Mas c’os diabos! Não sei como não vieste cá dormir. Botas os olhos acolá para o
arraial. Vês? Duas bolacheiras e a Tia Sezila com queijadas’” (13).
“O Pároco da Aldeia” é um conto que terá
sido escrito em 1844, reportando-se a narrativa a 1825, uma vez que é a data
que figura no frontispício. Já José Leite de Vasconcellos o toma como retrato
dos saloios (14), e tornou-se numa referência importante para a caracterização
destes (15).
Poder-se-ia
pensar que Alexandre Herculano era, ele próprio, de origem saloia. Mas não. O
autor nasceu em Lisboa, em 1810. Numa primeira aproximação, um pároco de aldeia remete, em imaginação,
para alguma zona de remota província, de preferência no norte do país. No
entanto, correspondendo com uma exactidão que se diria milimétrica, às
características até agora registadas das gentes saloias e da sua terra,
incluindo a relação com a cidade, a acção decorre algures nos arredores de
Lisboa. E se estes arredores, por mais próximos que lhe fossem, mantinham um
cariz arreigadamente rural e provinciano, então poderá ser certo que para
Herculano e para os alfacinhas de um
modo geral, a província (também ao serviço do procurado bucolismo romântico)
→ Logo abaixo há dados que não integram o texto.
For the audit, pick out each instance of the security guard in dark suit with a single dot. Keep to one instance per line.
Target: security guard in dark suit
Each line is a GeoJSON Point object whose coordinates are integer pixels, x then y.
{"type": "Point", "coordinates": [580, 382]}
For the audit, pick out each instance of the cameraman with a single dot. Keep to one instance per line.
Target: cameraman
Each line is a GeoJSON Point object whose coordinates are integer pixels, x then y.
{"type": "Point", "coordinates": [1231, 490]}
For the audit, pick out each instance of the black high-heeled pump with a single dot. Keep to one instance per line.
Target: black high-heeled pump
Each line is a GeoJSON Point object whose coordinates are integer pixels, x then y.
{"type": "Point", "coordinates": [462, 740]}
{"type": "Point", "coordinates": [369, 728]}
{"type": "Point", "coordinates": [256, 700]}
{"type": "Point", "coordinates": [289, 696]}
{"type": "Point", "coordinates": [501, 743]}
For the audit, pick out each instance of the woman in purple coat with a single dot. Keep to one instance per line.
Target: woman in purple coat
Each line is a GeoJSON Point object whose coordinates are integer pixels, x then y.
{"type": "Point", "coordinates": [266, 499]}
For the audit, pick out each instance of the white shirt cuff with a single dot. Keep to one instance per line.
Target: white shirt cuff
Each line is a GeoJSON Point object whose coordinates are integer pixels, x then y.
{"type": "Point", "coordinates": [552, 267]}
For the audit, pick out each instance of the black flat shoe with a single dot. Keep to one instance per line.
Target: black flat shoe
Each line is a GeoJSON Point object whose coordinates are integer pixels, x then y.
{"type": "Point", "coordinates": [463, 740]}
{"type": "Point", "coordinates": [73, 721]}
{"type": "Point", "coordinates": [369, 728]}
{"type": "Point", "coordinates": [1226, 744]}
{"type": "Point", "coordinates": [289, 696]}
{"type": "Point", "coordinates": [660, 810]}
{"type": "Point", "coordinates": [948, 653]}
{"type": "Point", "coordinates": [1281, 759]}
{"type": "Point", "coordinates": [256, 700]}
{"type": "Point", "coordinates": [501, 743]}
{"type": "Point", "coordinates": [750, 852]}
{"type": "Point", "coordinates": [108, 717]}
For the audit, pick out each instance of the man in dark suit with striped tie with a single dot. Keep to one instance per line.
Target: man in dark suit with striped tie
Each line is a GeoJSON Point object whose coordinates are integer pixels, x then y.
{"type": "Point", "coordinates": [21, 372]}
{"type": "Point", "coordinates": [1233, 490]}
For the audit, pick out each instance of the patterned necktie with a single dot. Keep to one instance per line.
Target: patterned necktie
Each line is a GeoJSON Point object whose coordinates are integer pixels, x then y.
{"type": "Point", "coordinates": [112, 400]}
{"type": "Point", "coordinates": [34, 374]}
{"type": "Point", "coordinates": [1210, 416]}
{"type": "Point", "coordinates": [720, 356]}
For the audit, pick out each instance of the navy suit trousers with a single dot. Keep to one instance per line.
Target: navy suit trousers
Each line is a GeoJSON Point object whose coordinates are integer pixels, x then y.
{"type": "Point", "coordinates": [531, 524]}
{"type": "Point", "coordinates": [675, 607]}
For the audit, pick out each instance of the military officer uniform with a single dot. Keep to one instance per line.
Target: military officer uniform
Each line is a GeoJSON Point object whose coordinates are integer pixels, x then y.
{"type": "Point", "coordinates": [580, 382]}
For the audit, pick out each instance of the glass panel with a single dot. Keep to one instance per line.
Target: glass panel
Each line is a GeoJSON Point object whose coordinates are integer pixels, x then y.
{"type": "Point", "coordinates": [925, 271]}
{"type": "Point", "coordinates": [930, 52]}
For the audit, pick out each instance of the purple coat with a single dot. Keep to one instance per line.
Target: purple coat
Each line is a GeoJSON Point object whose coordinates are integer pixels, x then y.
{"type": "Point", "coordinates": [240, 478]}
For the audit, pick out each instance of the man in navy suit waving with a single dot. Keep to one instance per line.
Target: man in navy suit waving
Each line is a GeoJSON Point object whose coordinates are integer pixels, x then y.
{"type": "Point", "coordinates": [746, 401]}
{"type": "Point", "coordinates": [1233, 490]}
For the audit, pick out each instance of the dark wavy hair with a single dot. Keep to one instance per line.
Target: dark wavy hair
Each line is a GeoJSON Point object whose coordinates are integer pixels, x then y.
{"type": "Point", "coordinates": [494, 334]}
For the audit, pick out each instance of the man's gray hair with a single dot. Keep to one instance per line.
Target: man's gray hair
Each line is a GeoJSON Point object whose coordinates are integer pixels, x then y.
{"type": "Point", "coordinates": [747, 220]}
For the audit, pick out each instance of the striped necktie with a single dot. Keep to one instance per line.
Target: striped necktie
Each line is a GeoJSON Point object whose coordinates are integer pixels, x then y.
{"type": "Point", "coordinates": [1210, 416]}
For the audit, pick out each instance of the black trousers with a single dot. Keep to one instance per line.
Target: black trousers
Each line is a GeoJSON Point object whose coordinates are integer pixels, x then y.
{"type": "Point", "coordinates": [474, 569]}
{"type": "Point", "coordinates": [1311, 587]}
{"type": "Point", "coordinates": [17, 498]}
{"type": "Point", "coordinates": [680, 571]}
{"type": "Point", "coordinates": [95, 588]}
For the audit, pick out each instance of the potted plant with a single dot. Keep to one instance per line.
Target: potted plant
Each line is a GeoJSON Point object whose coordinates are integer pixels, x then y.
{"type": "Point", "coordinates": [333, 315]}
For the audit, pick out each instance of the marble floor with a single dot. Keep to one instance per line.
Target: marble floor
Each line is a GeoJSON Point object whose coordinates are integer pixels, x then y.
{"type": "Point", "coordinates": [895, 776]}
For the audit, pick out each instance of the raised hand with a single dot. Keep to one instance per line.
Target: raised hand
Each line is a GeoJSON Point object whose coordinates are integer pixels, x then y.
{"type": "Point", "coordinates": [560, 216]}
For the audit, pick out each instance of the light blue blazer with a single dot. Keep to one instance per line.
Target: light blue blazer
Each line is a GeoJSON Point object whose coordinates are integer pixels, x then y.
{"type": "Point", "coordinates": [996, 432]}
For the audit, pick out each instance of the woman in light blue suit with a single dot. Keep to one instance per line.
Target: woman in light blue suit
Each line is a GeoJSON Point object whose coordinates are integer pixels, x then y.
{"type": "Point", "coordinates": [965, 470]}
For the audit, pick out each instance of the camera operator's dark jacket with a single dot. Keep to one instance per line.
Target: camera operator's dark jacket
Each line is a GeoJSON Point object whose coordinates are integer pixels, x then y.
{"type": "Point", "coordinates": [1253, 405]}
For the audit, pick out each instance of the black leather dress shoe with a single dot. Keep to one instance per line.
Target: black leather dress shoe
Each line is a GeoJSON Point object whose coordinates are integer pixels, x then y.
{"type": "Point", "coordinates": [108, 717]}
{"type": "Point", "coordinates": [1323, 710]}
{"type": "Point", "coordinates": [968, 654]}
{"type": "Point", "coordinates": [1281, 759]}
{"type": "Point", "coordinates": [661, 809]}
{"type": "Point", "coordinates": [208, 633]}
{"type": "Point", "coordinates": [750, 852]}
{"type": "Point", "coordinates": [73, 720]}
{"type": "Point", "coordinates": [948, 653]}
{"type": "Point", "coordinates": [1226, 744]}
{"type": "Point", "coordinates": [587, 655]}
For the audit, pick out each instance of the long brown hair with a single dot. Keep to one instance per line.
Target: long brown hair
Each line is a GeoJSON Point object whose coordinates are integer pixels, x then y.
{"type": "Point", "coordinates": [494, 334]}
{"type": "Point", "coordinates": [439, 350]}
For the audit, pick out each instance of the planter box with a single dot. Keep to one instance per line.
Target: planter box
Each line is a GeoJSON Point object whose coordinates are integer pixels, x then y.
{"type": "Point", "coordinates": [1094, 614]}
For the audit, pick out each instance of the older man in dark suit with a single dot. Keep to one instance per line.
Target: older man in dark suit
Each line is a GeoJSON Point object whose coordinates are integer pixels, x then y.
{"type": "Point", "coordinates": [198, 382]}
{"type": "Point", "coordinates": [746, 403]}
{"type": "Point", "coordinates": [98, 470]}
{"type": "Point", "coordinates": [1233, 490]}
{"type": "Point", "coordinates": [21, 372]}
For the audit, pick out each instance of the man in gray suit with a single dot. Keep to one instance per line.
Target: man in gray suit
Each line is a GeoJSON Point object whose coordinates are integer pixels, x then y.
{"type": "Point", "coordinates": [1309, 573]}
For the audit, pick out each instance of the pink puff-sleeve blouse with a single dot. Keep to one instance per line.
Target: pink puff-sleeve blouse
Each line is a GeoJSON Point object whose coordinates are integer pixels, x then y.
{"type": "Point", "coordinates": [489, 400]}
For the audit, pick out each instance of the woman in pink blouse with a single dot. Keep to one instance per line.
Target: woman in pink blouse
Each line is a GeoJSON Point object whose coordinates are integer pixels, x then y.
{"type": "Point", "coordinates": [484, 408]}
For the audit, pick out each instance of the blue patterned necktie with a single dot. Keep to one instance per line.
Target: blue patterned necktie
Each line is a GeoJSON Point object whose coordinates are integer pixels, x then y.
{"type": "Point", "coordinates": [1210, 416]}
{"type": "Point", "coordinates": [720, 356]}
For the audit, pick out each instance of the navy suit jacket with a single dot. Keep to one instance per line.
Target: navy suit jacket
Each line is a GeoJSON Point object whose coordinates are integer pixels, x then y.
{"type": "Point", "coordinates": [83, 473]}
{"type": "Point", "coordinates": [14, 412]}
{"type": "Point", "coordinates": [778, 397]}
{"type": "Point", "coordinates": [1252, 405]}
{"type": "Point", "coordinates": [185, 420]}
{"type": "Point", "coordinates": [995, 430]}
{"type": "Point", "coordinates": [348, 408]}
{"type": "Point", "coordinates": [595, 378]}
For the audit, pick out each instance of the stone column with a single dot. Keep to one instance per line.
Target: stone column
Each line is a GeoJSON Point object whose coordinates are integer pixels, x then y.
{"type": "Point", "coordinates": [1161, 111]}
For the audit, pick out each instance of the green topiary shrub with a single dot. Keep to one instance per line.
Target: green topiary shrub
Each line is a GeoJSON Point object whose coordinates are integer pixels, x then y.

estava às portas da cidade.
É notável a
força e o rigor que o autor imprime às personagens; mas também o carinho e
humanidade com que as trata. São provavelmente inspiradas em figuras que
conheceu, justamente no âmbito das relações que os citadinos mantinham com
aqueles que desde tempos imemoriais teriam eles próprios apelidado de saloios.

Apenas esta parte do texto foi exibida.